Plus Sign

They told me they were getting divorced. Choose which one of us you want to live with. If they'd asked a year before, I would have cried and pushed their fingers together, a warm, woven basket. Maybe then they would have stayed with me.

But I was seven, the age of reason. I brought my fist down on the kitchen table like a gavel. I'll live with Grandma. Their faces closed up. I went to my room without being told, tugging Grandma's zigzag afghan off the couch, dragging it behind me like Linus's blanket from "Peanuts."

I lay on top of my bed, kicking my sneakers onto my Snoopy rug. Smack on the doghouse, but he kept dancing.

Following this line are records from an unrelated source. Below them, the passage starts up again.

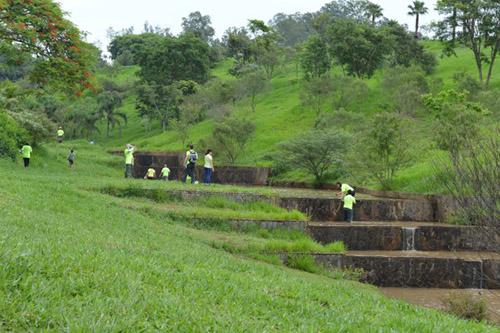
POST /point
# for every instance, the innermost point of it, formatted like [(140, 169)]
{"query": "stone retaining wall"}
[(419, 272)]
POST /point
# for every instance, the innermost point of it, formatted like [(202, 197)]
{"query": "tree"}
[(417, 9), (318, 152), (373, 11), (108, 102), (171, 59), (472, 179), (231, 137), (251, 83), (385, 149), (199, 25), (315, 59), (406, 87), (457, 119), (360, 47), (481, 33), (39, 29), (315, 93)]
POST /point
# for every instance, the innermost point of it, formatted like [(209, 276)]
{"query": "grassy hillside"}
[(280, 115), (75, 259)]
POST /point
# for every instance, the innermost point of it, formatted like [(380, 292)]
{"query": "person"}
[(26, 151), (60, 135), (190, 163), (343, 189), (165, 172), (349, 201), (129, 160), (209, 167), (150, 174), (71, 158)]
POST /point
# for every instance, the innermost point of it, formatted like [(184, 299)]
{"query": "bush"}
[(466, 307), (317, 152), (11, 136)]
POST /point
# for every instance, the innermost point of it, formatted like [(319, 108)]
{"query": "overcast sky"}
[(96, 16)]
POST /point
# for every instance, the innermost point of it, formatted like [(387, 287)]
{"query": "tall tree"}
[(108, 102), (315, 59), (373, 11), (481, 32), (198, 25), (38, 28), (417, 9)]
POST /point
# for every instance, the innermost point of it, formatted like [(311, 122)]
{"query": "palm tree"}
[(418, 8), (373, 11), (108, 102)]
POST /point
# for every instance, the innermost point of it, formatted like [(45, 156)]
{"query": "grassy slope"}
[(281, 115), (76, 260)]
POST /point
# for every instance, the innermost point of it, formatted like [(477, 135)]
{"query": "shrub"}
[(11, 136), (466, 307)]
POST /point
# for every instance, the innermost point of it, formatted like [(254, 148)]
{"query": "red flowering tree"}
[(38, 27)]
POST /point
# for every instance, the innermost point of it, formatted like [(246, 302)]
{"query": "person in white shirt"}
[(209, 167)]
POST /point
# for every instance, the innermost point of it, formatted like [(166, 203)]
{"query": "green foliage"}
[(11, 136), (39, 29), (230, 138), (315, 59), (406, 85), (479, 21), (171, 59), (319, 152), (457, 119), (467, 308), (385, 149), (360, 48), (198, 25)]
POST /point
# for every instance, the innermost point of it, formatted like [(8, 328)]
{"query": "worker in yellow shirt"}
[(150, 174), (129, 160), (26, 151), (60, 135), (349, 202)]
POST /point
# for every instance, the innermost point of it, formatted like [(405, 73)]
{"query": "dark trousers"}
[(189, 172), (128, 171), (207, 176), (348, 215)]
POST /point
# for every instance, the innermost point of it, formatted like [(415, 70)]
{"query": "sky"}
[(96, 16)]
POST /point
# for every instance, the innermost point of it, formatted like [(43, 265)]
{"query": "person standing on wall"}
[(26, 153), (209, 167), (129, 160), (60, 135), (190, 163)]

I didn't turn on the babyish lamp with cutouts of moons and stars. Pulling Grandma's afghan around me like a cocoon, I waited for them to come and kiss me goodnight — but then I forgot I was waiting for anything.

When I woke, dawn was falling like steel bars through thin plastic blinds. I put on my robe and eased my feet into worn felt slippers waiting on the gray carpet. I switched off the reading lamp — on all night, illuminating the wrinkles in the paperback spine of The Shining.

In the kitchen, I poured myself a bowl of Cheerios. Only when there were two pieces left, floating in the milk like life preservers, did I think to look for my parents. There was nothing in their room but a bed stripped to the mattress. I remade it with sheets that smelled of bleach. Her initials, LOS, embroidered in faded red thread on the pillowcases. Lying down, I drew Grandma's afghan over me, my hands playing over frayed slips in the wool, tracing her initials and his, over and over.

I'm still there, although steel bars have grown around the bed. My hands are too numb to feel the pattern in Grandma's afghan. I don't know what day it is. It feels like Sunday. I don't know anything except those initials, and the plus sign I always put between them.